While it may seem challenging to meet minimal guidelines, doing so will make you feel better, physically, mentally and emotionally, and it will improve your quality of life.

Muscle Groups

Your muscles work together in groups to help you perform everyday movements. Unless you intend to compete in wheelchair sports or races, training should focus on maintaining functionality for activities of daily living (ADL).

While there are many ways to categorize muscle groups, the following are geared to maintaining functional fitness while wheelchair bound:

  • Upper body “push” muscles: Chest, triceps and shoulders create a pushing motion. Push with resistance, both forward and overhead.
  • Upper body “pull” muscles: Mid and upper back muscles and biceps create a pulling motion. Rowing and pulling downward with resistance will strengthen this group.
  • Lower body “push” muscles: Quadriceps, gluteals and calves give your lower body a push. Knee extensions and ankle flexion exercises do the trick. As much as you are able, do hip extension exercises to offset long hours of sitting.
  • Lower body “pull” muscles: Hamstrings and shins perform a lower body pull. Bend your knees agaiinst resistance, and flex your ankles to bring your toes towards your shins.
  • Core and lower trunk muscles: Abdominal, pelvic floor and low back muscles stabilize your spine and coordinate upper and lower body movement. Trunk rotations, knee raises and forward flexion against resistance target these muscles. Kegel exercises also help.
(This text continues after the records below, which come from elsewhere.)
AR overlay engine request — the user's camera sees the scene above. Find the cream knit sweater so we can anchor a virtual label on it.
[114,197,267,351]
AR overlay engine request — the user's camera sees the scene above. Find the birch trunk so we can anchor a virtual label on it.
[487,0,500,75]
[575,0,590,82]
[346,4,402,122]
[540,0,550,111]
A balanced exercise program will strengthen and stretch all your major muscle groups, giving you optimal range of motion in your joints.

Exercise Equipment

While some people are lucky enough to have a home gym with cardio and resistance equipment, most of us do not. Luckily, you do not need expensive equipment that takes up space and collects dust.

A few simple devices that are inexpensive and easy to store are all you need to get optimal results:

  • Resistance therapy bands: Wide latex therapy bands are lightweight and come in a range of thicknesses
  • Resistance tubing: Inspired by surgical tubing, these devices have handles and also come in a range of thicknesses for varied resistance
  • Medicine balls: Ranging from super light to heavy, medicine balls are easy to hold onto and will not damage floors if dropped
  • Small kettle bells: Kettle bells are versatile and easy to grip, and come in a broad range of weights

Home exercise equipment is readily available at discount stores and online.

Exercise Routines

Thanks to technology, exercise routines are just a few clicks away. YouTube has dozens of wheelchair exercise routines that are easy to follow, so you never have to get bored with the same workout. And of course they are free of charge.

Hiring a personal trainer to come to your home is another option. It adds a social element to your workouts, and a trainer will keep you motivated. Your trainer can tailor your routine to meet your needs and preferences, and they will make sure you are doing the exercises properly, and can adjust your program as you grow stronger.

No matter how you do it, exercise is the best medicine to help you live longer, stay well and enjoy the very best quality of life.